Omar Mouallem is a Canadian writer and filmmaker. He has contributed to Wired, The Guardian, The New Yorker, and Rolling Stone. His essays and features have garnered him recognition from the Canadian National Magazine Awards and Alberta Literary Awards. He co-authored a book about the 2016 Fort McMurray wildfire titled Inside the Inferno: A Firefighter's Story of the Brotherhood that Saved Fort McMurray (published by Simon & Schuster Canada). His book Praying to the West: How Muslims Shaped the Americas, a travelogue centred around 13 mosques, was named one of the best books of 2021 by The Globe and Mail. It was awarded the 2022 Wilfrid Eggelston Nonfiction Award by the Alberta Literary Awards.

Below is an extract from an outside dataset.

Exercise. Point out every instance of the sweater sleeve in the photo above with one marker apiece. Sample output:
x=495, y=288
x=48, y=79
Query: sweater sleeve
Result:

He has won three Canadian National Magazine Awards, including best profile in 2014 for the Eighteen Bridges story, "The Kingdom of Haymour", which profiled a man who took the Canadian Embassy in Beirut hostage in the 1970s over a British Columbia land dispute. The article partially inspired the 2020 documentary film Eddy’s Kingdom, for which Mouallem was a key interviewee.

Mouallem directed and produced two documentaries, 2019's Digging in the Dirt, a CBC coproduction about a mental health crises in the Alberta oil sands workforce, and 2021's The Last Baron, a first-person film about the unlikely connection between Lebanon's civil war and the Canadian fast-food chain Burger Baron. After premiering on CBC Gem, it gained notable popularity and it was heralded as one of the "best Canadian food documentaries" by enRoute magazine. Mouallem announced that the short film would be expanded into a feature documentary retitled The Lebanese Burger Mafia and released in 2023.

In 2013, he won Edmonton's Emerging Artist Award and served as the Edmonton Public Library's writer in residence. In 2022, he was awarded an Emerging Artists Award from the Lieutenant Governor of Alberta.